By Anonymous | Photo courtesy of “MENTAL HEALTH AWARENESS” by Chloe Capture
“My Mental Health” is a Suffolk Voice opinion series exploring how the pandemic and online learning has affected students’ mental health.
As an individual who has always internalized nearly everything, trying to make sense of this past year has been an absolute struggle. So many events and things occurred that I’m starting to lose track. Donald Trump was impeached and later acquitted; Australia burned; there was almost a third World War; COVID-19 spread rapidly; I quarantined with my family for three months and didn’t see anyone else; Election Day turned into Election Week and occupied countless hours of our time. The list goes on and on.
If I had to summarize the past year in one word, I’d probably choose “exhausting.” Physically, and especially mentally. I’m 21 years old.
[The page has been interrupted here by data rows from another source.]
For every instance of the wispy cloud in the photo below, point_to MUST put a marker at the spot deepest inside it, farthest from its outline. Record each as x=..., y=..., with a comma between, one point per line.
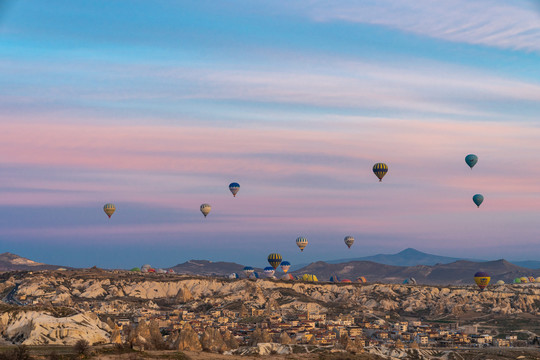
x=495, y=23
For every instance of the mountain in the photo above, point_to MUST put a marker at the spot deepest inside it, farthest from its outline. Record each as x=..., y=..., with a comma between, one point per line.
x=407, y=257
x=458, y=272
x=205, y=267
x=412, y=257
x=12, y=262
x=531, y=264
How am I supposed to process all of this? Sadly, there is no answer to that question. No one has really been through any of this before. There is no manual, no guide, or pamphlet. I am floating in a directionless world. Each time I think something good will come, my hopes are dashed; those feelings are cut short.
I desire consistency, routine, even boredom. Yes, boredom. Boredom in the sense that we have no national emergencies or constitutional crises occurring at any one time. The boredom that emerges from routine, and not from a lack of it (as the difference is stark). The boredom that leads me to new hobbies, activities, and desires. As you can likely guess, I feel stuck. My head is swirling as I write this. I am exhausted. I wake up, and I want to go back to bed. I go to bed early because I don’t have any reason to stay up late.
I feel as if my mental well-being has been pushed so far in the wrong direction. It’s currently at the edge of a narrow cliff. But, I’m trying. I’m trying to try. I know deep down that I do care about myself. Each day, I try to do a little thing or two to distract myself or fulfill myself in some way: reading a book; going outside and going for a walk; or cooking or baking. But, seemingly, no matter how many “little things” I do in one day, it doesn’t change much at all.
Someone bring me a guide, a manual, a way to feel unstuck again. I am not religious, but I do believe there is much out there that currently can’t be explained; whether spiritual or extra-terrestrial. We are not alone in this universe. While that freaks me out, it gives me some weird sense of hope. I’ll cling on to that for now, as I know better days are coming.